Popular peaks like Mt. Elbert draw 15,000 to 20,000 hikers per year in the summer months. The study found 11% of hikers pooped at or on Mt. Elbert, with 70% of those bathroom stops occurring on the mountain, beyond the reach of trailhead facilities. That extrapolates to more than 1,100 poops on the mountain each year.

The research delivered a clear and actionable finding: hikers aren’t refusing to pack out — they simply don’t have the tools. Of all hikers who used a pack-out bag on the mountain during the study period, 92% used one obtained from the free kiosk installed at the trailhead.

87% of hikers said they would consider using a pack-out bag on a future backcountry trip, and 80% said that trying a free bag would make them more likely to bring one in the future.

“We invested in this research because we believe the barrier to practices like packing out isn’t attitude — it’s preparedness.
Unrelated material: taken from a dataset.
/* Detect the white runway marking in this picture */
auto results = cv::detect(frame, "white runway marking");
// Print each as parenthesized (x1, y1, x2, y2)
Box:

Even with a less desirable practice like packing out your poop, if hikers have the right tools, they will comply,” Jake Thomas, co-founder of PACT Outdoors.

Hikers also said they are willing to pay $3 for a waste pack-out bag obtained at a trailhead kiosk — a price point the study’s economic modelling suggests is sufficient to make a bag program financially self-sustaining. At $3 per bag with a trailhead dispenser, the study projects a 77% adoption rate among visitors. A programme that offers free bags projects an 89% adoption rate.

“This is the first study to apply consumer preference modelling to backcountry stewardship practice. The results were unambiguous: when given the option at the trailhead, hikers use pack-out bags at very high rates — and the program can be designed to cover its own costs. That’s meaningful for anyone managing high-use wilderness areas,” said Jack Edelson, doctoral researcher at the Department of Recreation, Park, and Tourism Management, The Pennsylvania State University.